Faira mendesis pelan. “Mahasiswa teater seperti kamu biasanya ke sini cuma kalau lagi hafalin naskah Shakespeare. Atau,” ia mencondongkan tubuh sedikit, “membawa gadis ke sudut rak buku buat adegan improvisasi.”

Bibir Hero menganga dramatis, "Astaga, Faira Adrianna. Memangnya pria macam apa aku ini dimatamu? Kamu sering lihat kejadian itu di sini, atau jangan-jangan itu proyeksi dari keinginan terpendam mu, ya?"

​"Hero!" Faira melotot, nyaris melempar pulpen Parker kesayangannya kalau saja Hero tidak tertawa duluan. Suara tawa Hero yang renyah langsung disambut desisan tajam dari meja seberang.

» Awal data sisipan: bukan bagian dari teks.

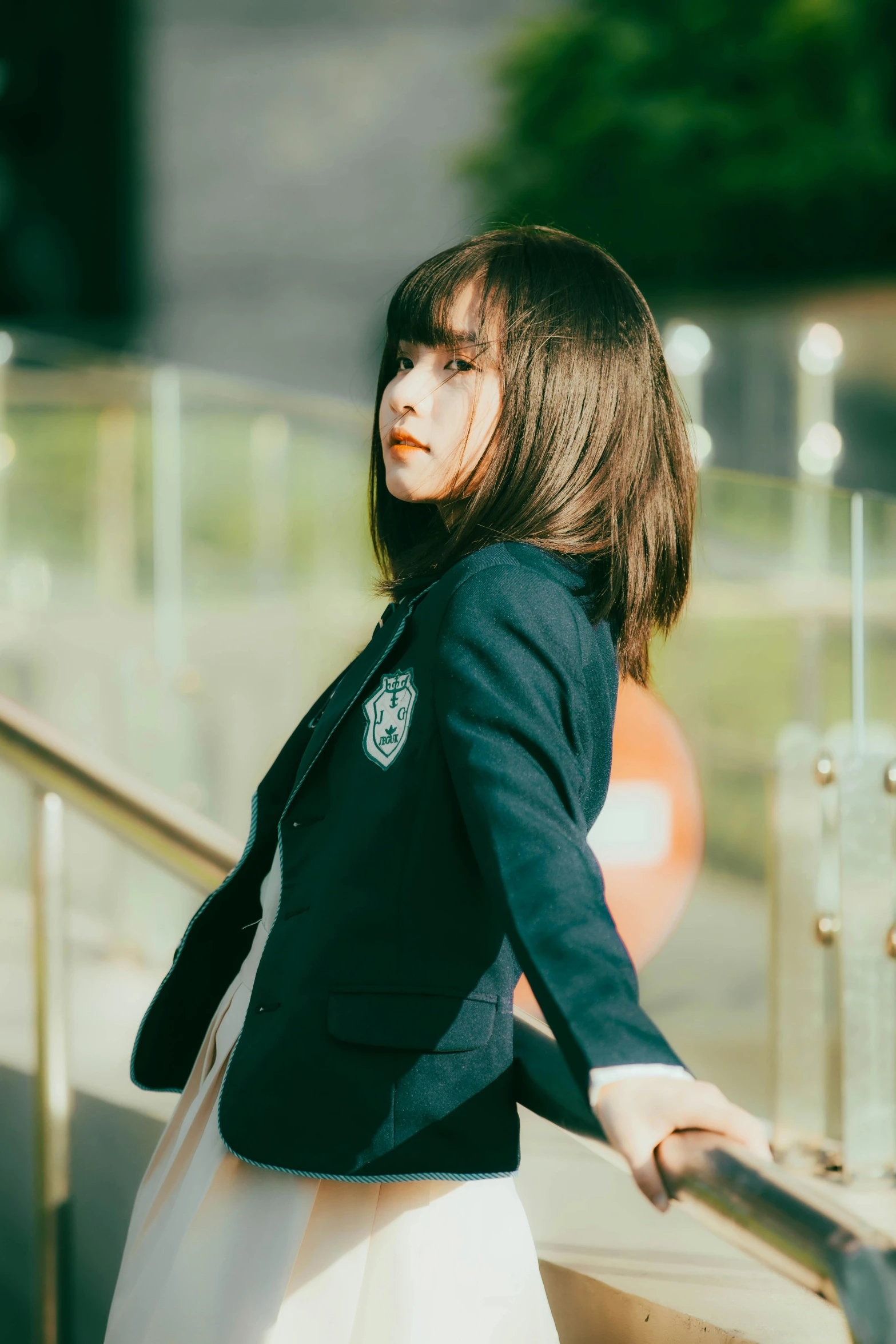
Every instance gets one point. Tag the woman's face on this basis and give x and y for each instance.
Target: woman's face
(440, 410)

​​"Okay, enough with the jokes," bisik Faira sambil menahan senyum. "Kamu kebetulan lewat, atau memang ada perlu denganku?"

Hero memasang tampang pura-pura berpikir. Ia tetap berdiri, kedua tangannya meremas sandaran kursi kosong di depan Faira, seolah menahan diri agar tidak bergerak terlalu impulsif.

"Ingat saran mu dua minggu lalu? Tentang menyuruhku untuk mengejar gadis yang kusukai? So, I’m taking your advice today."

Mata Faira membelalak dramatis. Ia menutup mulutnya yang ternganga, "Benarkah? Ya Tuhan, kupikir ucapanku itu cuma masuk kuping kanan keluar kuping kiri," Faira terkekeh antusias. "Jadi orangnya ada di sini? Kamu janjian sama dia?"

​"Aku sempat mampir ke Departemen Fisika, tapi dia ternyata tidak ada di sana. Jadi aku mencoba menghubungi salah satu temannya, katanya dia sedang di perpustakaan. Rupanya dia memang sedang di sini, bersembunyi di balik tumpukan buku."

​"Departemen Fisika?" Kening Faira berkerut. "Tunggu, jadi gadis yang kamu incar itu satu departemen denganku? Ya Tuhan, Campbell. Kenapa kamu tidak bilang dari kemarin? Aku mungkin tidak kenal semua mahasiwa di Departemen Fisika, tapi setidaknya kalau aku tahu namanya, aku jadi bisa bantu kamu untuk cari tahu jadwalnya supaya kalian bisa lebih enak untuk buat janji temu." Fraya mendesah senang, ikut bahagia untuk Hero, "Jadi siapa namanya?"